Tak jauh dari tempat itu, orang-orang berseragam yang di waktu sore mengangguk, telah tentukan siasat dan jam. Beberapa puluh orang mereka datangkan dari suatu tempat untuk lakukan penggarukan. Di malam yang gerah itu, suara sirine merayap di udara. Suaranya belum sampai ke tempat Riang dan Taryan. Orang-orang berlari.
Desas-desus menyebar mengembang di udara. Penjudi kasak-kusuk. Puluhan orang berseragam datang dari arah Dago. Mereka sampai di belakang masjid besar alun-alun. Suara sirine mulai terdengar. Sayup. Orang berlarian dari arah masjid. Suara teriakan terdengar.
”Aparat! Aparat!”
Suara hingar bingar. Serombongan orang datang membawa kayu, membawa pentungan! Mereka ’garuk’ warung dan gelandangan yang membuat Pemkot ’geli’. Penjudi-penjudi di samping tenda bukannya malah melarikan diri. Mereka yang mabuk lempari petugas Kamtibmas menggunakan botol dan gelas. ”Prang! Prang!” Beling pecah membentur aspal. Tak satu pun petugas yang cedera.

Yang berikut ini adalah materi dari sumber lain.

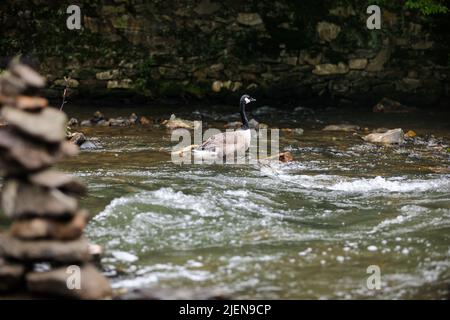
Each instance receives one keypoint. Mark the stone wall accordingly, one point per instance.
(206, 48)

Petugas masygul! Mereka mendatangi kumpulan penjudi. Pentungan membuat para penjudi, akhirnya kocar-kacir melarikan diri. Beberapa orang yang tertangkap, dipukuli, lalu dilempar ke dalam truk, sementara itu otak judi –si bos berkopeah haji selamat, sebab waktu kejadian berlangsung si bos itulah yang lebih dulu melarikan diri.

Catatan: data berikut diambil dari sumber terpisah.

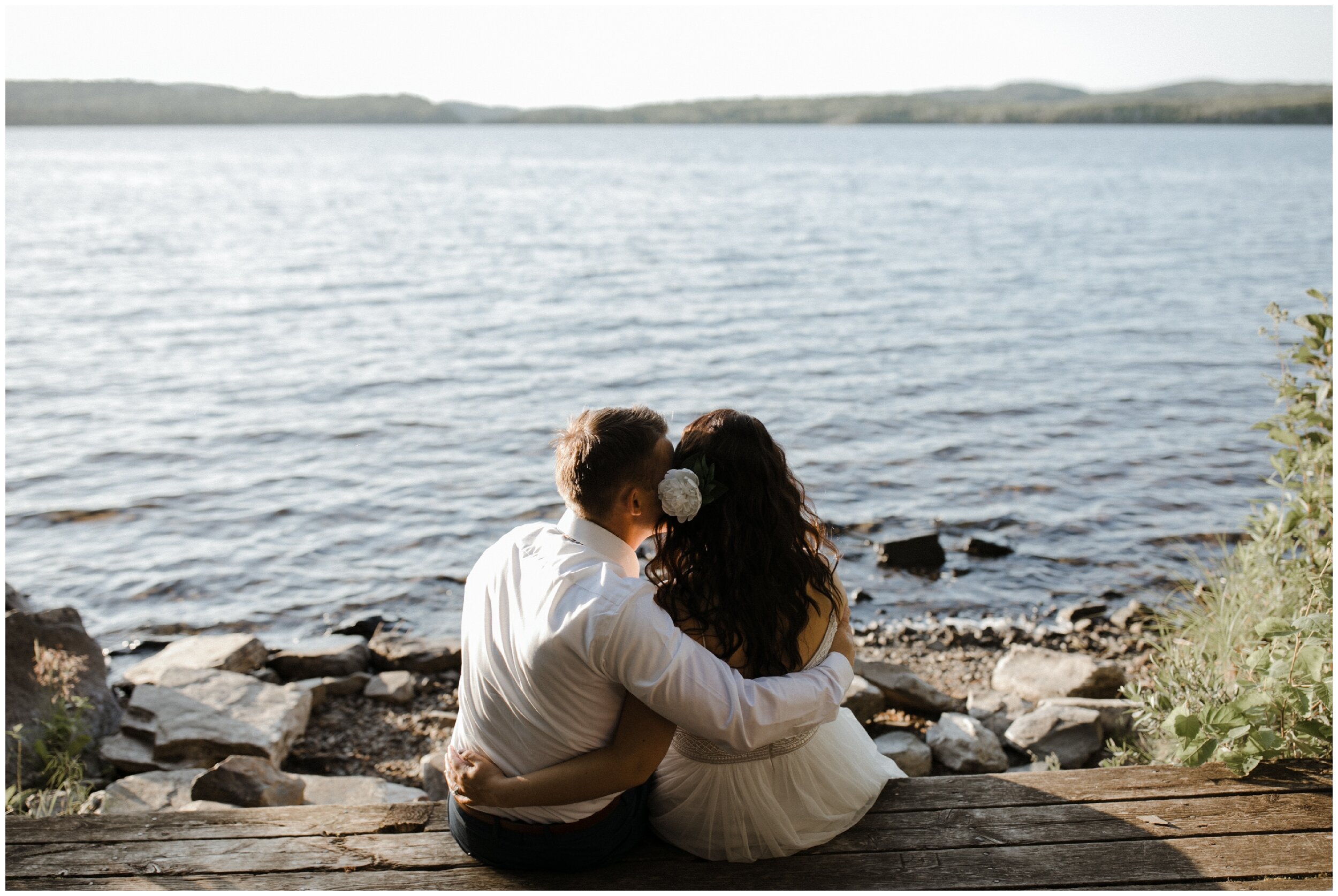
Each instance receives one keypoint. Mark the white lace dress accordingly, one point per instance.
(787, 796)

Riang bangun. Keriuhan terdengar. Ia tak melihat Taryan di sampingnya. Riang keluar. Ia melongo, menggaruk kepalanya menyaksikan Kamtibmas melancarkan operasi penggarukan. Dari kejauhan, dari balik pengkolan seseorang berlari seperti orang liar. ”Yang kabur! Kabur,” katanya. Riang sadar. Ia ambil harta yang tersisa. Ke dua orang itu tak sempat mempreteli bahan bangunan rongsok yang mereka curi dan temukan. Riang dan Taryan terus berlari, menyembunyikan diri. Di balik kegelapan mereka menyaksikan terpal, spanduk dan kayu-kayu penyangga tenda darurat diterjang. Satu-satunya tempat kediaman bagi mereka dirubuhkan. Sedih mendatangi seperti ubi jalar. Sedih membuat mereka tersesak. Tak ada yang bisa dilakukan. Kedua orang ini gontai, berjalan meninggalkan kenangan.

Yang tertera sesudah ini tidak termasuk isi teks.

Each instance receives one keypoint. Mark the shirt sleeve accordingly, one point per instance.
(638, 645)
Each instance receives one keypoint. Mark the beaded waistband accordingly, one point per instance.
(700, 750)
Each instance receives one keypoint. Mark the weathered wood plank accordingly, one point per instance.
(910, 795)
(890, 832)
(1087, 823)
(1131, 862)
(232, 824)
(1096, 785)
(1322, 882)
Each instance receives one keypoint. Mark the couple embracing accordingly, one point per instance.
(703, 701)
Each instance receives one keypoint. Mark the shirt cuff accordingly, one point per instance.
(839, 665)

Malam menua. Hujan tak jadi datang. Tak ada bulan dan bintang. Yang ada hanya cahaya buatan manusia sinari jalan. Dari jendela angkutan kota, pohon-pohong, dinding bangunan dan tiang-tiang berlari. Semua yang usang harus ditinggalkan. Malam ini ... kehidupan layaknya sepatu rombeng!